How can amniotic membrane benefit patients with acute ocular chemical injuries?
Ocular surface chemical burns can be presented to ophthalmologists in a range of severities and may involve damage to various structures of the eye. The most common cause of chemical injury is exposure to alkali or acid from occupational exposure in industry and agriculture, domestic accidents, and assault. In the UK alone, there has been a 90% increase in the number of acid attack violence in the last 10 years, meaning the incidence of these injuries are increasing. Healthcare professionals aim to provide a rapid treatment to tackle inflammation and drive the wound healing of the eye, but also prevent formation of symblepharon and provide pain relief.

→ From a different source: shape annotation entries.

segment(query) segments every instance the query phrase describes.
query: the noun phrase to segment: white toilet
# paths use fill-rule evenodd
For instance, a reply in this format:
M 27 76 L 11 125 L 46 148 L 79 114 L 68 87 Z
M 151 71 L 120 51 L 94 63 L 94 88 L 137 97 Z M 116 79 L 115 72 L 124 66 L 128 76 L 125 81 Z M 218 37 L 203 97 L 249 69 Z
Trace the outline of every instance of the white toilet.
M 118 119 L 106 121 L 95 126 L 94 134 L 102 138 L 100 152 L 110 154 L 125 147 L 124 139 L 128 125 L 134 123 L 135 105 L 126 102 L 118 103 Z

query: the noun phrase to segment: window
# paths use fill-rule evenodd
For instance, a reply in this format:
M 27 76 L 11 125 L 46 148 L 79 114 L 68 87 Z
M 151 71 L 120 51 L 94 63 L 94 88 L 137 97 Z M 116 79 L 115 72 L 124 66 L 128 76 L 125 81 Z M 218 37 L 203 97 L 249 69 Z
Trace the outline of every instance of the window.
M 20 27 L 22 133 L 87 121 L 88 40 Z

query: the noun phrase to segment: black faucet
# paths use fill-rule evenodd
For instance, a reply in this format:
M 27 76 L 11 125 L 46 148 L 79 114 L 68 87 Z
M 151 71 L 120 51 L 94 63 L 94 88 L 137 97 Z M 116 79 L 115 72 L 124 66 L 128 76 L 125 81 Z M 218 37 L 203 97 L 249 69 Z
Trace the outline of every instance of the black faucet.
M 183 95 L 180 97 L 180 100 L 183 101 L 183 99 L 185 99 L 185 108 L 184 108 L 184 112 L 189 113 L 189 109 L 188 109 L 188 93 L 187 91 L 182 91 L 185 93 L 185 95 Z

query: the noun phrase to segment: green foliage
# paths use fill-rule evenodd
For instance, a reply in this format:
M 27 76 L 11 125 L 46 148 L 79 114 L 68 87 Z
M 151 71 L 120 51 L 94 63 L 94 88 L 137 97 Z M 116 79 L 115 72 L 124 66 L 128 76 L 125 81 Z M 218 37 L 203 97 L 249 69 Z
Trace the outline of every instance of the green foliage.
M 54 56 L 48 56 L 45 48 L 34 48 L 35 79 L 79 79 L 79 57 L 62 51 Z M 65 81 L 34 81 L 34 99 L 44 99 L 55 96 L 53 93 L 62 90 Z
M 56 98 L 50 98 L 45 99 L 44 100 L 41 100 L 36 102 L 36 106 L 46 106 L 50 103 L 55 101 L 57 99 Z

Amniotic membrane (amnion) beneficial properties
Amnion is the innermost layer of the placental sac and its use in ophthalmic specialities has been popular since in the 1990’s. Amnion can provide a range of natural healing benefits due to natural structural barrier composition that allow for the tissue to provide an environment for the wound to reach healthy stability and quiescence.
One of the methods in which amniotic membrane can be applied to the ocular surface is as an onlay-graft (patch) transplant. Orientated epithelial-side-down towards the injured ocular surface, an amnion patch acts as a temporary biological bandage that protects the ocular surface from further insult; prevents the formation of symblepharon or ankyloblepharon and allows wound healing to take place. There is an emphasis on treating the eye within the acute phase of injury, to promote the best long-term outcomes for the patient.
Amniotic Membrane Transplantation
Traditionally, amnion transplantation requires sutures or glue and is therefore dependent on a surgical setting. Studies have shown that transplantation is most successful at promoting wound healing in patients that have moderate, rather than severe burns, most likely linked with limbal stem cell survival. These patients have been shown to have the best re-epithelisation rate.
Advances in amnion technologies means there are now ways in which amnion can be applied to the ocular surface without the need for sutures. This may be through the application of amnion using a bespoke contact lens (such as OmniLenz® from www.nu-vision.co.uk) or amnion placed around two rings (such as PROKERA® from www.biotissue.com). Alternatively, a larger piece of amnion can be used to cover burns to the ocular or entire mucosal surface, which is held in place with a symblepharon ring or IV tube.
When used in conjunction with medical management suture free acute application of amnion could offer a therapy that could drive patients towards and stable and healthy ocular surface.